The hypothetical risk in the flawed study was an increase based on a statistical fluctuation. In addition, the study did not address confounding factors which could impact the data. The putative increase in leukemia risk therefore cannot be justifiably attributed to very small radiation doses associated with the operation of the Nuclear power plants.
1. The authors have not one datum in Table 2 (Sermage-Faure et al. 2012) that shows a statistically significant increase in cancer risk, whether for children under 5 or under 15 years of age, in either the interval 1990–2001 or 2002–2007. Only by data dredging and subdividing the numbers into smaller time intervals and other discriminatory indices in Table 4 (Sermage-Faure et al. 2012), can they produce a few showing statistical significance. But then, the numbers of children included in each time interval are small.
2. the results in the abstract are based on only 14 cancer cases near 19 NPPs. Fourteen cases are too few for a clinically significant result. Fourteen cases near 19 NPPs are on average 0.7 cases per NPP.
3. neither any confounding factor nor individual history of the children (especially their migrations) was taken into consideration. These omissions and the mentioned small-sample-size-related statistical problems invalidate the claimed association of cancer risk with NPP proximity.
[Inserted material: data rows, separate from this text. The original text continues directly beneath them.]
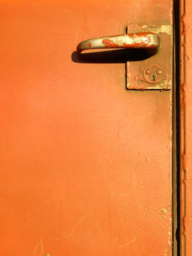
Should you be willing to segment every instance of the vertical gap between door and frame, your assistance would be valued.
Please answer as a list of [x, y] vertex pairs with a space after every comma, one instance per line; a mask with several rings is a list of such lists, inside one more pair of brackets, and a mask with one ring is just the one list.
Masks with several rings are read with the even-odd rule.
[[180, 9], [174, 1], [173, 83], [173, 256], [180, 255]]

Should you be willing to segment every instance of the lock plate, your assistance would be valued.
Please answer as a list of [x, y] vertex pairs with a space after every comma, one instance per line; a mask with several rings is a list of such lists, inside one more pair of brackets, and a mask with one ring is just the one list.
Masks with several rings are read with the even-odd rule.
[[160, 46], [156, 52], [150, 49], [138, 49], [135, 53], [133, 52], [133, 50], [128, 50], [128, 60], [131, 54], [139, 56], [137, 61], [126, 62], [127, 89], [170, 90], [172, 83], [172, 26], [135, 25], [127, 27], [128, 33], [139, 32], [157, 34], [160, 38]]

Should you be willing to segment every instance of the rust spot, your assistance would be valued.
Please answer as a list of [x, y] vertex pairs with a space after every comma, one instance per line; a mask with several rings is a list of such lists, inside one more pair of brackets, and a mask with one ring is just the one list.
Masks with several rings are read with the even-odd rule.
[[125, 43], [123, 43], [122, 45], [123, 48], [128, 48], [130, 47], [130, 44], [125, 44]]
[[[150, 38], [148, 35], [148, 33], [140, 33], [139, 35], [137, 35], [137, 36], [136, 36], [135, 33], [130, 34], [129, 37], [133, 39], [135, 43], [135, 44], [132, 44], [132, 47], [145, 47], [150, 41]], [[126, 46], [125, 46], [126, 47]], [[153, 48], [153, 45], [151, 45], [148, 48]]]
[[103, 39], [102, 43], [105, 44], [105, 48], [119, 48], [119, 45], [114, 44], [113, 41], [109, 39]]

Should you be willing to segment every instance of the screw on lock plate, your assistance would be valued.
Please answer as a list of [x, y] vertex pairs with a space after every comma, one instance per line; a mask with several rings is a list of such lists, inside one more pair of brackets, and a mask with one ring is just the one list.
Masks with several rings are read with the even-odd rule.
[[[172, 84], [173, 32], [171, 25], [130, 25], [127, 32], [138, 31], [155, 33], [160, 38], [160, 46], [155, 51], [140, 48], [137, 61], [132, 61], [128, 52], [126, 67], [127, 90], [169, 90]], [[137, 52], [135, 51], [136, 55]], [[129, 60], [130, 59], [130, 60]]]
[[162, 67], [157, 64], [151, 64], [143, 72], [145, 81], [150, 84], [157, 84], [160, 82], [164, 77], [164, 71]]

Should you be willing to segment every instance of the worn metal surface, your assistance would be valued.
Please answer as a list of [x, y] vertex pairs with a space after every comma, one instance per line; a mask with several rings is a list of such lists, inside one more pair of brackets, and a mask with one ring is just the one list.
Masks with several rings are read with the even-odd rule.
[[1, 255], [171, 256], [171, 92], [73, 52], [128, 19], [171, 24], [171, 3], [1, 3]]
[[181, 256], [192, 253], [192, 5], [180, 1]]
[[84, 50], [104, 48], [147, 48], [159, 47], [158, 36], [154, 33], [137, 33], [111, 36], [85, 40], [77, 47], [78, 53]]
[[[155, 54], [149, 54], [145, 59], [137, 62], [127, 62], [127, 89], [170, 89], [172, 83], [172, 26], [128, 25], [127, 31], [128, 33], [150, 31], [157, 33], [160, 38], [160, 46]], [[128, 57], [131, 54], [128, 52]]]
Additional weak points of the analysis were diligently mentioned by the authors (Sermage-Faure et al. 2012). First, no correlation was found between cancer cases and radioactive releases from NPPs. Second, similar French investigations several years earlier failed to find an increase in risk (White-Koning et al. 2004; Evrard et al. 2006; Laurier et al. 2008). And the evaluation over a wider time period (1990–2007) did not show a statistically significant risk increase. Third, total accumulated doses over the time period 2002–2007 were in the range of microsieverts – several orders of magnitude lower than the variations in natural background radiation. Fourth, lower doses were received by children living up to 5 km from the NPP, where the risk was estimated to be higher, while no risk increase was found among children who received the highest doses. These four weaknesses alone should have been sufficient to invalidate any claimed association between NPP operation and cancer, without the three points raised in this Letter. One can add also that despite the authors’ reluctance to unambiguously relate the leukemia incidence to the NPP emissions, they nevertheless suggest that leukemia is a consequence of radiation exposure from NPP operation. We point out in the present Letter why this suggestion is not justified.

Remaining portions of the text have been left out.